Wir konnten erstmals zeigen, dass die sofortige Behandlung aller Herzkranzgefäße das Risiko für spätere Herzinfarkte und auch die Notwendigkeit eines erneuten Eingriffes reduziert
Barbara Stähli
In ihrer Studie ging das Forschungsteam um Barbara Stähli, Leitende Ärztin an der Klinik für Kardiologie des USZ, der Frage nach, ob eine Behandlung von Engstellen in Nicht-Infarktgefäßen unmittelbar im Anschluss an die Wiedereröffnung des Infarktgefäßes einer elektiven Behandlung in einem Zweiteingriff nicht unterlegen ist. Für die Studie wurden an 37 Spitälern in ganz Europa insgesamt 840 Patienten mit Herzinfarkt und koronarer Mehrgefäßerkrankung untersucht. Die Patienten wurden nach dem Zufallsprinzip in zwei Gruppen geteilt: In einer Gruppe erfolgte die Behandlung von Engstellen in Nicht-Infarktgefäßen sofort, in der anderen in einem geplanten Zweiteingriff nach 19 bis 45 Tagen. Analysiert wurde, ob nach einem Jahr eines der folgenden Ereignisse eingetreten war: Tod, erneuter Herzinfarkt, Schlaganfall, ein erneuter ungeplanter Ischämie-bedingter Eingriff oder eine Hospitalisation aufgrund einer Herzschwäche.
Die Studie hat gezeigt, dass dies bei 35 Betroffenen (8,5%) in der Gruppe, die sofort behandelt worden war, und bei 68 Patienten (16,3%) in der Gruppe, bei welcher eine zweizeitige Behandlung durchgeführt wurde, der Fall war. Dabei stachen zwei Ergebnisse hervor: Nur acht Patienten (2%) in der ersten Gruppe erlitten einen erneuten Herzinfarkt, während es bei der zweiten Gruppe 22 waren (5,3%). Ein ungeplanter Ischämie-bedingter erneuter Eingriff war in der ersten Gruppe bei 17 Patienten (4,1%), in der zweiten bei 39 (9,3%) notwendig.
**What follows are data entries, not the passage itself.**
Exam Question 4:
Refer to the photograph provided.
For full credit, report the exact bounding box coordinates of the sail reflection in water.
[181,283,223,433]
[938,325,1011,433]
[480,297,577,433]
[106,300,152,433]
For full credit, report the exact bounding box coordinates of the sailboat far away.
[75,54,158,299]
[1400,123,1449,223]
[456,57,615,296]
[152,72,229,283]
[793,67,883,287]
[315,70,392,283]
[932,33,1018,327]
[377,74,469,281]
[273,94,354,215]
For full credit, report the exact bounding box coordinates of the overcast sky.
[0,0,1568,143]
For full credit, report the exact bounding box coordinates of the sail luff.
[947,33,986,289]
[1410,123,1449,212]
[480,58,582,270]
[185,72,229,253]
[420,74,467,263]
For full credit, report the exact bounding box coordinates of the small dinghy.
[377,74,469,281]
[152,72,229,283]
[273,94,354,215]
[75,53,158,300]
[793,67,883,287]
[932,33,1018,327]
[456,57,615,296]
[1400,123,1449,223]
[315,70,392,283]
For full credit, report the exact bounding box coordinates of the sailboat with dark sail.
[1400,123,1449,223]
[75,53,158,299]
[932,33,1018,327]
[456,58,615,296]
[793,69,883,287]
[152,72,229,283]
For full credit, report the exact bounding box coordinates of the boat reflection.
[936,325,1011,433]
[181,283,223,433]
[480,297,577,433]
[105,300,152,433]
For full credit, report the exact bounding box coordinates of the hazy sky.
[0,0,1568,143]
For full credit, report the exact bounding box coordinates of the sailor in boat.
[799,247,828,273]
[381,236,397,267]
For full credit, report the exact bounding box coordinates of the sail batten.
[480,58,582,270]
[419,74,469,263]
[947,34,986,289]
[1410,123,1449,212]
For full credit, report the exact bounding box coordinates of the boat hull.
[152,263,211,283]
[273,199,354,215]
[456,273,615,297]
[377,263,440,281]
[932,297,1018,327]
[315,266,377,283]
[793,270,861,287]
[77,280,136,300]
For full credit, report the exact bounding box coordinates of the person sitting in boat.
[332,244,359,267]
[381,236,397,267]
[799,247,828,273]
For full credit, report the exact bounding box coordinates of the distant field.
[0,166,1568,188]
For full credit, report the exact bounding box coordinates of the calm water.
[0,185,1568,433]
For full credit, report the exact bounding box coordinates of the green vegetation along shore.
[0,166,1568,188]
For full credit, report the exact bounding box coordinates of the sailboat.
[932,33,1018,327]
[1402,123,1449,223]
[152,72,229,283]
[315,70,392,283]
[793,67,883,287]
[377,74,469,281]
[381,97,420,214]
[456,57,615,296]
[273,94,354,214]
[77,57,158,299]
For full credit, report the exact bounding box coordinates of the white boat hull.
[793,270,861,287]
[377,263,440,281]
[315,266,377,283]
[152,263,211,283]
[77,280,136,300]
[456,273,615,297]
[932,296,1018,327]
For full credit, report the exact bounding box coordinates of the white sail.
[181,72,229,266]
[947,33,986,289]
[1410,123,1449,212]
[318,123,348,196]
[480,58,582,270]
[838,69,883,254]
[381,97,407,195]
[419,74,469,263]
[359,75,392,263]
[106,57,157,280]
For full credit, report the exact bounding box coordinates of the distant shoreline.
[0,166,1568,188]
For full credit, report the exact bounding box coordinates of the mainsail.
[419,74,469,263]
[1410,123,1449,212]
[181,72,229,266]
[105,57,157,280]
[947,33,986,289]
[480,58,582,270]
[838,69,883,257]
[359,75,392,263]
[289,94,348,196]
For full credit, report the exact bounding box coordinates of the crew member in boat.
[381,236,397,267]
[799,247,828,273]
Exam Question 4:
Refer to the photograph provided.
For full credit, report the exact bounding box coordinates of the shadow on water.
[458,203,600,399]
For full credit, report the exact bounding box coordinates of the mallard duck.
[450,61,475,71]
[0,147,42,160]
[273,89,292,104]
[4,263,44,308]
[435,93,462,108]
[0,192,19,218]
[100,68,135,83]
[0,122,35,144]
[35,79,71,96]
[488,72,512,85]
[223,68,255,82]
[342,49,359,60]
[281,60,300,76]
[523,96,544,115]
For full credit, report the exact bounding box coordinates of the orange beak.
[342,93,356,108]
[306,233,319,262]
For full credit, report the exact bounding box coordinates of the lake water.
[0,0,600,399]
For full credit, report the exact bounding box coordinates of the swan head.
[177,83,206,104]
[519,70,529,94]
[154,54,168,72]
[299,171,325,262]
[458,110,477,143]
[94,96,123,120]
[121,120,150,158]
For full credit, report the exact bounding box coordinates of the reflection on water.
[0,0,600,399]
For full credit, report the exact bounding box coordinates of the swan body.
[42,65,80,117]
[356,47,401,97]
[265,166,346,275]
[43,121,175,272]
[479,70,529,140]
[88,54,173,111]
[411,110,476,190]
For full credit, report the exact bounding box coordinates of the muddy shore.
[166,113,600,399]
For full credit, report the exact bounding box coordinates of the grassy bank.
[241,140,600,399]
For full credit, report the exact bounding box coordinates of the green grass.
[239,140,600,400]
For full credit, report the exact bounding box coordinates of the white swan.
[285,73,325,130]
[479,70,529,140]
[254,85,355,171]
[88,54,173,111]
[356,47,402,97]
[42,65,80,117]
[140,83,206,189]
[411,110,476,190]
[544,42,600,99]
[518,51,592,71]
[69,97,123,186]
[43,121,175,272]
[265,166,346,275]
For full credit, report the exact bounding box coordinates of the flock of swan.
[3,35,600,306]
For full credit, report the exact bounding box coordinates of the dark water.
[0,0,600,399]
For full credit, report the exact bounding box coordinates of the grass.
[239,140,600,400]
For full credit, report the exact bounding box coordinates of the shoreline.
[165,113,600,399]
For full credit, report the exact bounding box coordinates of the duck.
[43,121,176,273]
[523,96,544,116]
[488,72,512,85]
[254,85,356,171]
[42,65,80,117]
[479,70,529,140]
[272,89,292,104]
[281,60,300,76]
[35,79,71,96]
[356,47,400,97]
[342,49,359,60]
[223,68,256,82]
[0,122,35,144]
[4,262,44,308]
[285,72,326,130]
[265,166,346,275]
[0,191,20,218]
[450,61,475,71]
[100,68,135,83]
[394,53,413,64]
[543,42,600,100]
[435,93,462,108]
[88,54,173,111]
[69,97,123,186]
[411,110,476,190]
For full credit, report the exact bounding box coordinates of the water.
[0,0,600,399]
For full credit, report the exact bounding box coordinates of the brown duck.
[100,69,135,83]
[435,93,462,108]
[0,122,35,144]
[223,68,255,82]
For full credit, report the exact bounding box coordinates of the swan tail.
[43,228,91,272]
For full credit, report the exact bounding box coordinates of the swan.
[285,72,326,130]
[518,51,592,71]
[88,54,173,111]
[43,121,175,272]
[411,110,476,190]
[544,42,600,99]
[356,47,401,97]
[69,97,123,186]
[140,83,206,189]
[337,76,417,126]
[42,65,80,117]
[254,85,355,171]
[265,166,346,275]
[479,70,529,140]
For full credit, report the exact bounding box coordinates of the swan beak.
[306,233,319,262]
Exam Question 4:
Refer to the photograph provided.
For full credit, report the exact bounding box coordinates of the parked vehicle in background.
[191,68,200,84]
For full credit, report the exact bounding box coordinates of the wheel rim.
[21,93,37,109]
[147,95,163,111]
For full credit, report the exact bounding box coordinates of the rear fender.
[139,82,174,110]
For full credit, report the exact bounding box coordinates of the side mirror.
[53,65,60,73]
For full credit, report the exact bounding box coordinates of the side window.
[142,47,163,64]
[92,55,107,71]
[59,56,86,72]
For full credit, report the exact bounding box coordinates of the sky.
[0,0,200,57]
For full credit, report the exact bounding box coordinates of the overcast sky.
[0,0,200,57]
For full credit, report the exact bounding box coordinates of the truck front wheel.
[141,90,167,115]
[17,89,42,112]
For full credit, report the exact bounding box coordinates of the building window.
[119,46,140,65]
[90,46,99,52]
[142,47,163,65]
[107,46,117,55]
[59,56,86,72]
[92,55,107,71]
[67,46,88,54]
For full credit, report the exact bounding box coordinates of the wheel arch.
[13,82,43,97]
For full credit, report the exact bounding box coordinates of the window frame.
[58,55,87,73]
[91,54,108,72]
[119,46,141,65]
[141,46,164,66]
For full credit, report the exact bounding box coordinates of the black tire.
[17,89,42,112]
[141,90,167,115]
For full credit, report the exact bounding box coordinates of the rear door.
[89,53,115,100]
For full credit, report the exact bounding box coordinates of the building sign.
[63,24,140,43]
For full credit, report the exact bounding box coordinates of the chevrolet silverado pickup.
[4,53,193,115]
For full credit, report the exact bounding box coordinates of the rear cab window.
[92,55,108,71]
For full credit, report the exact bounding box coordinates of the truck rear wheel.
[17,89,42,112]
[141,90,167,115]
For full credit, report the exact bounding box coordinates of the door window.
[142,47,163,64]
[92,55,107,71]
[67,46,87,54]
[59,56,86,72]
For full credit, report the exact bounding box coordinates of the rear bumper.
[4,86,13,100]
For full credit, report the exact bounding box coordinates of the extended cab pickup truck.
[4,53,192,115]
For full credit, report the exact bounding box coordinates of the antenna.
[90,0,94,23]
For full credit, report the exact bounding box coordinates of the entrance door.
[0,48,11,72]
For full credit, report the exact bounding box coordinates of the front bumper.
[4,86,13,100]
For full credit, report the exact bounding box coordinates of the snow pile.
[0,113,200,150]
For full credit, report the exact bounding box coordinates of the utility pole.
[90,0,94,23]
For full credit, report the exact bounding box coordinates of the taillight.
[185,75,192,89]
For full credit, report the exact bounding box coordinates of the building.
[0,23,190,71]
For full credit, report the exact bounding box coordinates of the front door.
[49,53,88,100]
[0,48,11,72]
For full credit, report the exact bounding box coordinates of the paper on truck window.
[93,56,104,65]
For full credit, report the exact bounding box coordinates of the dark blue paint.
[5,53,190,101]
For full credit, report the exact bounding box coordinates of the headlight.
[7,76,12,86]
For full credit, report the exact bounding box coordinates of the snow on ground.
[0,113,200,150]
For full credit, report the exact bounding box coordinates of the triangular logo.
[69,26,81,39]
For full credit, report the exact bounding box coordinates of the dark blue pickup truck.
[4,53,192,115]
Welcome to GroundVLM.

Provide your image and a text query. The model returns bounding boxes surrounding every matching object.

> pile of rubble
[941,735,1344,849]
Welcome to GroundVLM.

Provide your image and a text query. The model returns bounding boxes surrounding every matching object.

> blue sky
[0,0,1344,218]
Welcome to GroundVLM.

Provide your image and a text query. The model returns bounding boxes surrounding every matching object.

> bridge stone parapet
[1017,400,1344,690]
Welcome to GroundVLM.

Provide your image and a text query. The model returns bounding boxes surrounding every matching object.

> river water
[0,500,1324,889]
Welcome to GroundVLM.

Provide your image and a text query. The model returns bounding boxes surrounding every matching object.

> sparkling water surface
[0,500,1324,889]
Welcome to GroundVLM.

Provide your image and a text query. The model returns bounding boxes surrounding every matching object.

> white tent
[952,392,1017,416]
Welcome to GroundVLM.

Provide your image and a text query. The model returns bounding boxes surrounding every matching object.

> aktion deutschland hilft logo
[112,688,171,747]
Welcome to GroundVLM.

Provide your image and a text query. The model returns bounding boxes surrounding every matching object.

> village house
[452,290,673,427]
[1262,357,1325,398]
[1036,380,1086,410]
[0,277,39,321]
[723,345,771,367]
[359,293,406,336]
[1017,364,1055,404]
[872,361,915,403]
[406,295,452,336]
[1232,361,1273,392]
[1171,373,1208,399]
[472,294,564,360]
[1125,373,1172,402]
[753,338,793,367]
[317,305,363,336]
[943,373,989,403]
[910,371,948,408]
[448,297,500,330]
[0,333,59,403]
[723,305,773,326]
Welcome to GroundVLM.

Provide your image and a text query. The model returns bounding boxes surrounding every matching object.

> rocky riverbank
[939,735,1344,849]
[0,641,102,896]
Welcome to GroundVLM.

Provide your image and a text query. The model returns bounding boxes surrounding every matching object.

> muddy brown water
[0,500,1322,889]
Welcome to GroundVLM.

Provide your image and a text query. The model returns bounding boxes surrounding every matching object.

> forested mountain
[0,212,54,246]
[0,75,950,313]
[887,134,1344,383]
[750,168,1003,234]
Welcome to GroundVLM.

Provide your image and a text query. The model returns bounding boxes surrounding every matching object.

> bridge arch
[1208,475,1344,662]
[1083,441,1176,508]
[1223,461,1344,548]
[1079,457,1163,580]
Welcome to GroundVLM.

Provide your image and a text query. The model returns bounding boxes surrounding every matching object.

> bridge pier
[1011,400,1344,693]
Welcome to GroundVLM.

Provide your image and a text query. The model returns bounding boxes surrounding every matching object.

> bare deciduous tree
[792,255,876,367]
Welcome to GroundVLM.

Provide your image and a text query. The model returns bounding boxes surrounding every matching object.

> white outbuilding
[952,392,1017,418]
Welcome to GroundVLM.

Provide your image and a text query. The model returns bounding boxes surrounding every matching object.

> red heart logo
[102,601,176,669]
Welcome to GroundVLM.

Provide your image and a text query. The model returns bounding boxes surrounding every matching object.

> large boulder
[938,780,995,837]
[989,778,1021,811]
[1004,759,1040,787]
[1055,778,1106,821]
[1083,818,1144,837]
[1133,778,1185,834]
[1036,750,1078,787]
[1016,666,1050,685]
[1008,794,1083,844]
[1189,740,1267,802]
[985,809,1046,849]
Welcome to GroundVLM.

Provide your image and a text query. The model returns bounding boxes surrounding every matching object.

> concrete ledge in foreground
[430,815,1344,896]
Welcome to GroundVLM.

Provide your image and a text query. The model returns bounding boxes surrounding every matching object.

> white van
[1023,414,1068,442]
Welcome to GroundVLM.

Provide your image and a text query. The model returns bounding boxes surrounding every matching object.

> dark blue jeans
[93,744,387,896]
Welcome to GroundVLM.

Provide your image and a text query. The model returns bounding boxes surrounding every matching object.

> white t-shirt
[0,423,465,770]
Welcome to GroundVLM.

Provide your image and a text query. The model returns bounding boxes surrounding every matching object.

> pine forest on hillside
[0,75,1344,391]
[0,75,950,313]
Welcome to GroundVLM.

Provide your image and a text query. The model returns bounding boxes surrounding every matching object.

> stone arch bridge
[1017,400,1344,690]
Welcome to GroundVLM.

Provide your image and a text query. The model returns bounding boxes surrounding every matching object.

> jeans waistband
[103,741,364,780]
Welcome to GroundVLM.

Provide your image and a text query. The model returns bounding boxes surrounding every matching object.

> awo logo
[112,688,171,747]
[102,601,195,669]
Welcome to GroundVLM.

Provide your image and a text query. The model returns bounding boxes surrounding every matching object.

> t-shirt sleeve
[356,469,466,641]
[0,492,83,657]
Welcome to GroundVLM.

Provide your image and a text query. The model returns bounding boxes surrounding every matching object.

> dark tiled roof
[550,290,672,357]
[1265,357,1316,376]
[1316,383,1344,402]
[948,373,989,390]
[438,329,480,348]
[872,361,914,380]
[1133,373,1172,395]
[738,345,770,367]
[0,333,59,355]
Keinen Unterschied zwischen den beiden Gruppen wurde in Bezug auf die Anzahl Todesfälle sowie die Anzahl Schlaganfälle und Hospitalisationen aufgrund einer Herzschwäche beobachtet. Für Barbara Stähli ein eindrückliches Resultat: "Wir konnten erstmals zeigen, dass die sofortige Behandlung aller Herzkranzgefäße das Risiko für spätere Herzinfarkte und auch die Notwendigkeit eines erneuten Eingriffes reduziert".
Die Studienergebnisse sind für die klinische Praxis hochrelevant, da sie aufzeigen, dass eine sofortige Intervention keine Nachteile für die Patienten mit sich bringt. Im Gegenteil: Eine sofortige Behandlungsstrategie bringt eine niedrigere Rate an Reinfarkten und erneuten, ungeplanten Eingriffen mit sich, zugleich kann den Patienten dadurch ein zweiter geplanter Eingriff mit Hospitalisation erspart werden. Auch volkswirtschaftlich ist die Studie deshalb letztlich von Interesse.